L'onda perfettaSentirsi principesse a Parigi

Ogni volta che il mio sguardo si posa sul piccolo quadretto dentro il quale è incorniciata quella foto, ritorno con la mente a Parigi. Lo scatto mi raffigura sorridente seduta su un cavallo smaltat...

Ogni volta che il mio sguardo si posa sul piccolo quadretto dentro il quale è incorniciata quella foto, ritorno con la mente a Parigi. Lo scatto mi raffigura sorridente seduta su un cavallo smaltato di nero della giostra di Place Saint – Pierre a Montmartre. Parigi è la città dell’amore per antonomasia, però sa insegnarti a sentirti principessa anche senza un principe ad accompagnarti fra le rues di questa capitale così ricca di fascino agli occhi di chi, come me, ne subisce da sempre un’attrazione particolare.

Sono stata a Parigi e, fra i volti femminili delle principesse incontrate sulla metropolitana, ho provato a cogliere alcuni aspetti delle loro vite. Ho cercato di vedere la città con gli occhi diversi con cui potrebbero guardarla anche loro, donne contemporanee che abitano una delle capitali europee più all’avanguardia. Ho immaginato la loro giornata ed ho tracciato alcuni dei luoghi, a mio parere, più significativi di Parigi.

Scendendo alla fermata Abbesses della metropolitana, nel quartiere Montmartre, potrai rivivere inevitabilmente alcune scene del film Il favoloso mondo di Amélie: ad esempio raggiungere Rue Lepic per il famoso Cafè des deux Moulins, dal cui bancone ti sembrerà di veder sbucare gli occhi grandi e curiosi del personaggio di Amélie Poulain. Ci si sente come lei sensibile al fascino discreto delle piccole cose della vita mentre decidi di salire sul cavallo di una giostra, per poi salire i gradini che portano alla Basilica del Sacro Cuore, seguire il profumo di crêpe e permettere alla scia di accompagnarti fino a Place du Tertre, dove declinerai gentilmente l’invito dei numerosi caricaturisti, protagonisti della piazzetta, a sederti di fronte al loro cavalletto.

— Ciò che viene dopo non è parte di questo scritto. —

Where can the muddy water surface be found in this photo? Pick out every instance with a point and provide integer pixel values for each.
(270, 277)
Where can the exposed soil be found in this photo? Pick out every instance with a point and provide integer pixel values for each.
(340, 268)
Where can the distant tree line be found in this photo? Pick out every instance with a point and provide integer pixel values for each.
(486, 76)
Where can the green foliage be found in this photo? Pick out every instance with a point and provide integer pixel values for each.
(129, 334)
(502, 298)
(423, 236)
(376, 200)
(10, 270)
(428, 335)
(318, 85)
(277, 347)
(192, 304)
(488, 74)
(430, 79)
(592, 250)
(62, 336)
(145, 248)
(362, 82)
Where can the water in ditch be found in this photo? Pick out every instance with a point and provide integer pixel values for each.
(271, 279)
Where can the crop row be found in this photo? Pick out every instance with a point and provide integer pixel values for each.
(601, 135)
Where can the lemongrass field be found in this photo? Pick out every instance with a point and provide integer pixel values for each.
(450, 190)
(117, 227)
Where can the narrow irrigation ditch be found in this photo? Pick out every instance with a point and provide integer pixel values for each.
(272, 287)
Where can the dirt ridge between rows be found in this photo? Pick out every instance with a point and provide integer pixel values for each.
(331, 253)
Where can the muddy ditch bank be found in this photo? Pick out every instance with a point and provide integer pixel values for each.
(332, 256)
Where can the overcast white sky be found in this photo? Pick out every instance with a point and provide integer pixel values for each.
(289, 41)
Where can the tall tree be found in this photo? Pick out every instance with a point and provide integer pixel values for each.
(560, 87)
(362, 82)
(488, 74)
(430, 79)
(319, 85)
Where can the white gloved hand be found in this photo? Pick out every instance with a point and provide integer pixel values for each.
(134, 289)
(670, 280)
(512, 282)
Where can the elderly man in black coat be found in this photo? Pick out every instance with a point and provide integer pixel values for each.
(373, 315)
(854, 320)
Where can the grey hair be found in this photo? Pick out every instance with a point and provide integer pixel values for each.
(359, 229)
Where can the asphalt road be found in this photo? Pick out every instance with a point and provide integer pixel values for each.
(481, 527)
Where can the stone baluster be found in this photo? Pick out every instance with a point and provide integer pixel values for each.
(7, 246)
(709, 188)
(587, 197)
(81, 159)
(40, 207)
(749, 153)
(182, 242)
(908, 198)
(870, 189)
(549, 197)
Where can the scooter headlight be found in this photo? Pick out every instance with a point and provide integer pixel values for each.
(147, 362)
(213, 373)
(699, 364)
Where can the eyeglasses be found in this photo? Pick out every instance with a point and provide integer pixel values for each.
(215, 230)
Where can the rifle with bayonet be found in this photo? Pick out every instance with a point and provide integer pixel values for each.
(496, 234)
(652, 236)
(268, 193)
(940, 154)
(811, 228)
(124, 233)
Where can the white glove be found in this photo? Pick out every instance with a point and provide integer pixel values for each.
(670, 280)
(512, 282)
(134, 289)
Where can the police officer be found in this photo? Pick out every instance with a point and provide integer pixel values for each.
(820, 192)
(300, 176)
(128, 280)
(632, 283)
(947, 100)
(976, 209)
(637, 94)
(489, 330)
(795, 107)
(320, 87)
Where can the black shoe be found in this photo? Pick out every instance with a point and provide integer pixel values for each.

Per l’ora di pranzo potrai scegliere, invece, il quartiere Le Marais: accomodarti da Chez Marianne per un assaggio di cucina ebraica sentendosi in un diverso altrove e poi camminare fino a Place des Voges, uno dei miei posti preferiti. Qui osservare l’impiego del tempo libero di chi ha scelto quel luogo per trascorrere alcune ore del pomeriggio; per lo più giovani genitori insieme ad un cospicuo numero di bambini e così assistere ai loro nascondini, rincorse, cadute, giochi d’acqua mentre fai merenda con un éclair comprato nella vicina Boulangerie 28, un’ottima sosta dove trovare dolcissime delizie francesi.

E come non intravedere, dalla cattedrale di Notre Dame, la storica libreria Shakespeare and Company e come, soprattutto, non innamorarsi di questo luogo dove i post-it scritti dai visitatori di ogni parte del mondo, che troverai appesi in una bacheca dedicata al suo interno, faranno senza dubbio provare anche a te quella sana curiosità nel tentare di ricostruire le vite di chi è passato da lì. E poi percorrere gli ormai troppo commerciali Champs-Élysées, dove la globalizzazione ha reso anonimi ed identici i negozi che vi si affacciano, fino a sostare sotto l’Arco di Trionfo per osservare con il naso all’insù i dettagli storici di questo monumento. Ed ancora terminare la visita al Museo Louvre verso l’ora del tramonto ed incamminarsi verso il giardino delle Tuileries per ammirarne l’eleganza e la compostezza.

E dopo aver mostrato le sue meraviglie alla luce del giorno, Parigi sarà in grado di stupire ancora quando, prendendo posto al Trocadéro, punterai lo sguardo verso la Tour Eiffel per assistere alla sua stupefacente accensione e ti sorprenderai di come i giochi di luce che si creano in quel groviglio di ferro e bulloni possano farti provare così forti emozioni.